Acta agriculturæ Scandinavica 2019 v.69 no.7 pp. 596-605
NPK fertilizers, Trifolium pratense, barley, crop rotation, crop yield, eutrophication, fertilizer application, field experimentation, forage grasses, harvest date, humus, meteorological parameters, nutrients, organic fertilizers, phosphorus, potassium, potatoes, rye, soil, surface water, winter, Estonia
Soil is an element of crop cultivation that demands consistent fertilisation to compensate for the nutrients that are removed by the harvest. Changes in soil because of prolonged fertilisation can only be estimated by long-term field trials. Experiments in long-term field trial site Kuusiku (since 1965) include crop rotation of potato, late harvest barley, early harvest barley undersown with forage grasses (red clover + timothy), 1-year forage grasses, 2-year forage grasses, and winter rye. Various combinations of mineral and organic fertilisers were used to investigate the yield, soil humus, phosphorus, and potassium content (available and total) of the top- and subsoil.
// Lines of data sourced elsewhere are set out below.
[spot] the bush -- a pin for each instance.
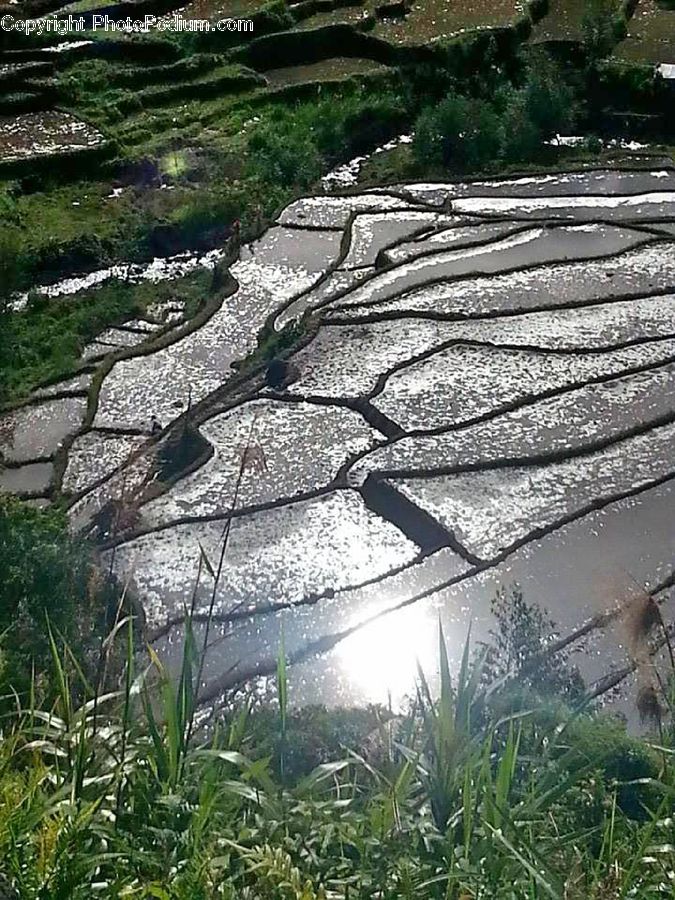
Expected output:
(460, 131)
(468, 133)
(45, 576)
(549, 101)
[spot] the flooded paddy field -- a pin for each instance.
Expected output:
(480, 392)
(45, 134)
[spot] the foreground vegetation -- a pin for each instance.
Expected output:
(115, 783)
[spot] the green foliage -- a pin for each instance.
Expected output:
(45, 340)
(45, 575)
(467, 133)
(283, 158)
(517, 651)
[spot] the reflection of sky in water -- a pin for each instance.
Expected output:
(380, 659)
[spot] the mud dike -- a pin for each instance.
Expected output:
(483, 394)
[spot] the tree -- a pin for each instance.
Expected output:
(601, 27)
(460, 131)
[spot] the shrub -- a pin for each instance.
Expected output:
(549, 101)
(460, 131)
(522, 137)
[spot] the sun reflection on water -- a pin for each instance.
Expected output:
(380, 660)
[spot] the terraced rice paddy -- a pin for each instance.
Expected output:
(651, 35)
(44, 134)
(563, 22)
(474, 403)
(334, 69)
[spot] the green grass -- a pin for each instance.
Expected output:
(123, 790)
(430, 20)
(44, 341)
(651, 35)
(326, 70)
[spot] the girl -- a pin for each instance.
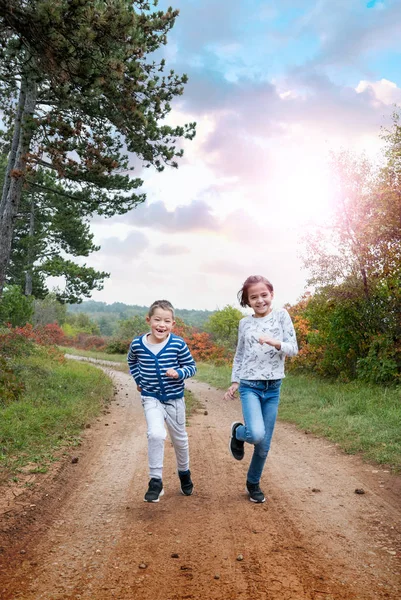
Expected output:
(264, 340)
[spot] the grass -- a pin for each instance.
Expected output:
(121, 358)
(361, 418)
(59, 399)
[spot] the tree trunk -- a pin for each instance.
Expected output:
(23, 131)
(14, 147)
(30, 253)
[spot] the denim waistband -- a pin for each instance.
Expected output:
(260, 384)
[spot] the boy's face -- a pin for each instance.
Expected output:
(161, 323)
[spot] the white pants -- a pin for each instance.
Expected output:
(173, 414)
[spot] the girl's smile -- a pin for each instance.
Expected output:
(260, 299)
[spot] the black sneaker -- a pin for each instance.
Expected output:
(186, 483)
(236, 446)
(255, 493)
(155, 490)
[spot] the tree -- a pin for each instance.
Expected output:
(15, 308)
(49, 310)
(79, 90)
(354, 316)
(46, 228)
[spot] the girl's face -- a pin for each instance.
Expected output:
(260, 299)
(161, 323)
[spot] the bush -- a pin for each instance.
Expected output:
(117, 346)
(15, 308)
(382, 363)
(11, 387)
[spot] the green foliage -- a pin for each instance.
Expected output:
(80, 323)
(80, 91)
(15, 308)
(118, 346)
(130, 328)
(349, 336)
(352, 324)
(47, 225)
(223, 325)
(49, 310)
(57, 401)
(118, 311)
(361, 418)
(382, 363)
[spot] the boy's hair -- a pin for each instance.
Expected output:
(251, 280)
(163, 304)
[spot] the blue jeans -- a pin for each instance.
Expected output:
(260, 400)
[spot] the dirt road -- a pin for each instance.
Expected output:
(84, 532)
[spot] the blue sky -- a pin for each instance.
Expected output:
(274, 87)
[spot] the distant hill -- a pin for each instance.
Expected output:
(99, 311)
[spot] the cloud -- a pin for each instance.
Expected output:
(171, 250)
(131, 247)
(380, 92)
(196, 216)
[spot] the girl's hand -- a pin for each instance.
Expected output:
(266, 339)
(172, 373)
(230, 393)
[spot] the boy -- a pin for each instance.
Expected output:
(159, 362)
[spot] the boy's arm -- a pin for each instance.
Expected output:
(187, 366)
(133, 363)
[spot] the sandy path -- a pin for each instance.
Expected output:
(86, 532)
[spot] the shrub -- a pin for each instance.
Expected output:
(382, 363)
(11, 387)
(117, 346)
(15, 308)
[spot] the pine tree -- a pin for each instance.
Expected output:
(80, 92)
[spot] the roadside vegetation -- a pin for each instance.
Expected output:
(45, 403)
(359, 417)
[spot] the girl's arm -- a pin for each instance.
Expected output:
(289, 345)
(239, 354)
(237, 363)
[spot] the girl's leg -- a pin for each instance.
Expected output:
(155, 415)
(269, 408)
(175, 420)
(253, 430)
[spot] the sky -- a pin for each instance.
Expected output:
(275, 87)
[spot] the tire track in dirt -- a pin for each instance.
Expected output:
(101, 541)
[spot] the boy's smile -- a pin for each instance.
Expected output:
(161, 323)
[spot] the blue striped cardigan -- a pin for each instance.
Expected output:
(149, 369)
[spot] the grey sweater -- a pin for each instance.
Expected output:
(260, 361)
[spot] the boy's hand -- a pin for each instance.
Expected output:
(230, 393)
(172, 373)
(266, 339)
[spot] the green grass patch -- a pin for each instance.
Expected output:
(361, 418)
(122, 358)
(59, 399)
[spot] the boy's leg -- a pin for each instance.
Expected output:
(175, 421)
(156, 433)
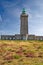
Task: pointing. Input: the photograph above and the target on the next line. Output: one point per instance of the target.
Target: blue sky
(10, 11)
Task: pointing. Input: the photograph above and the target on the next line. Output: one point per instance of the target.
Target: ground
(17, 52)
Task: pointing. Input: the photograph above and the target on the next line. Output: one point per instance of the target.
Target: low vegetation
(21, 52)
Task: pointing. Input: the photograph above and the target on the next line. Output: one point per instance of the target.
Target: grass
(21, 52)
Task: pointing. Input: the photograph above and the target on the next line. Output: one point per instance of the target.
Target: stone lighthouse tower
(23, 23)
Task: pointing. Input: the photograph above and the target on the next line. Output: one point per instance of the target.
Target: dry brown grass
(21, 52)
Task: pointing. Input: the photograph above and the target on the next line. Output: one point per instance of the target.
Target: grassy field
(21, 52)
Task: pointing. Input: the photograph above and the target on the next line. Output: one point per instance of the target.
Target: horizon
(10, 12)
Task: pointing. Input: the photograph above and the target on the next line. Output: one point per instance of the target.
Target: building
(23, 30)
(23, 23)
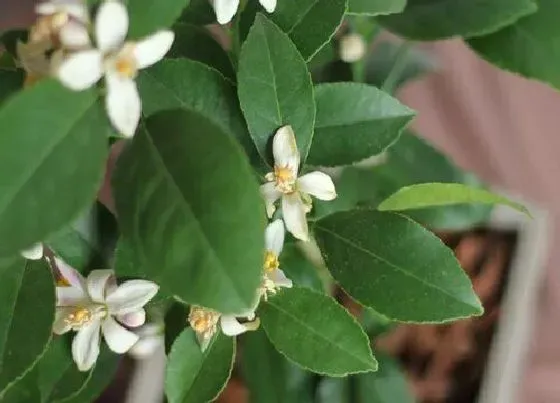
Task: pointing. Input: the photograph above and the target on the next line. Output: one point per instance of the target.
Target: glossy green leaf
(192, 376)
(529, 47)
(439, 19)
(443, 194)
(27, 302)
(189, 204)
(196, 43)
(149, 16)
(45, 130)
(354, 121)
(376, 7)
(394, 265)
(274, 87)
(315, 332)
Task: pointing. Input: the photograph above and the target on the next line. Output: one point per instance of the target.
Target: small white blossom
(205, 321)
(118, 61)
(283, 183)
(226, 9)
(94, 305)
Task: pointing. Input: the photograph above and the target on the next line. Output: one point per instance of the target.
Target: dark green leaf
(46, 130)
(439, 19)
(275, 87)
(395, 266)
(315, 332)
(27, 304)
(189, 205)
(354, 121)
(530, 47)
(192, 376)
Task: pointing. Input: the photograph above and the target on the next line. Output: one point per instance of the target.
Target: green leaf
(274, 87)
(315, 332)
(196, 43)
(376, 7)
(392, 264)
(388, 385)
(27, 302)
(149, 16)
(46, 130)
(354, 121)
(189, 204)
(529, 47)
(443, 194)
(439, 19)
(192, 376)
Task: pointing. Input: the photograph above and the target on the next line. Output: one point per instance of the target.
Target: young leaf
(443, 194)
(274, 87)
(395, 266)
(376, 7)
(315, 332)
(354, 121)
(192, 376)
(45, 130)
(189, 205)
(431, 20)
(27, 304)
(528, 47)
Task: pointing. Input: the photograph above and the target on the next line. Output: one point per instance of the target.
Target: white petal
(274, 237)
(80, 70)
(33, 253)
(85, 346)
(123, 104)
(317, 184)
(231, 326)
(270, 194)
(111, 25)
(117, 337)
(133, 319)
(151, 50)
(269, 5)
(225, 10)
(293, 210)
(97, 284)
(284, 148)
(131, 296)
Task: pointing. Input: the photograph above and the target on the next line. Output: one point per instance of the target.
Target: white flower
(118, 61)
(273, 277)
(204, 322)
(226, 9)
(284, 183)
(97, 305)
(34, 252)
(352, 48)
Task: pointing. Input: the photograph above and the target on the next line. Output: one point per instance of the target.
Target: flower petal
(133, 319)
(35, 252)
(123, 104)
(151, 50)
(131, 296)
(270, 194)
(269, 5)
(232, 327)
(111, 25)
(284, 148)
(85, 346)
(293, 210)
(274, 237)
(225, 10)
(117, 337)
(317, 184)
(80, 70)
(97, 284)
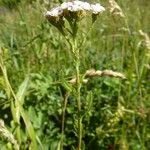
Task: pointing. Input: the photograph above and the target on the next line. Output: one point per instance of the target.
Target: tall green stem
(75, 50)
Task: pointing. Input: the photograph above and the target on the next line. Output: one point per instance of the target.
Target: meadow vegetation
(36, 65)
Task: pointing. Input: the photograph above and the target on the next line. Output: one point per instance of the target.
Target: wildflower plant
(67, 18)
(72, 13)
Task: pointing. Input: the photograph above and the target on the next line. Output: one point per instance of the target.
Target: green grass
(33, 50)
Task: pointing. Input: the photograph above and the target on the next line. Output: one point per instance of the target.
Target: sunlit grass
(119, 110)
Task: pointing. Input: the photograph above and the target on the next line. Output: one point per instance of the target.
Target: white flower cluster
(75, 6)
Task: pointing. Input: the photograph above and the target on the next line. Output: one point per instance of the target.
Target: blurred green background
(32, 47)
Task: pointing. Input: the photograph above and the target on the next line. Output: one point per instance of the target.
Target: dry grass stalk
(146, 39)
(115, 9)
(93, 73)
(8, 135)
(98, 73)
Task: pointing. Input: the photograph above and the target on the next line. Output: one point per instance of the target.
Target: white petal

Fertilisation improved the yield of different crops by 1.3–2.6 times; meteorological conditions caused the yield to vary up to 6.4 times. The concentration of humus decreased 0.2% when not using inorganic and organic fertilisers; use of fertilisers increased the concentration of humus by 0.2–0.6%. The humus-rich subsoil (3.5% humus) contained less available phosphorus than humus-poor subsoil (humus 3.0%), which had 29 and 63 mg PDL kg⁻¹, respectively. Grasses in crop rotation enriched the soil with organic matter and reduced the excess of nutrients remaining from previous fertilisation, thereby decreasing nutrient leakage and eutrophication of bodies of water.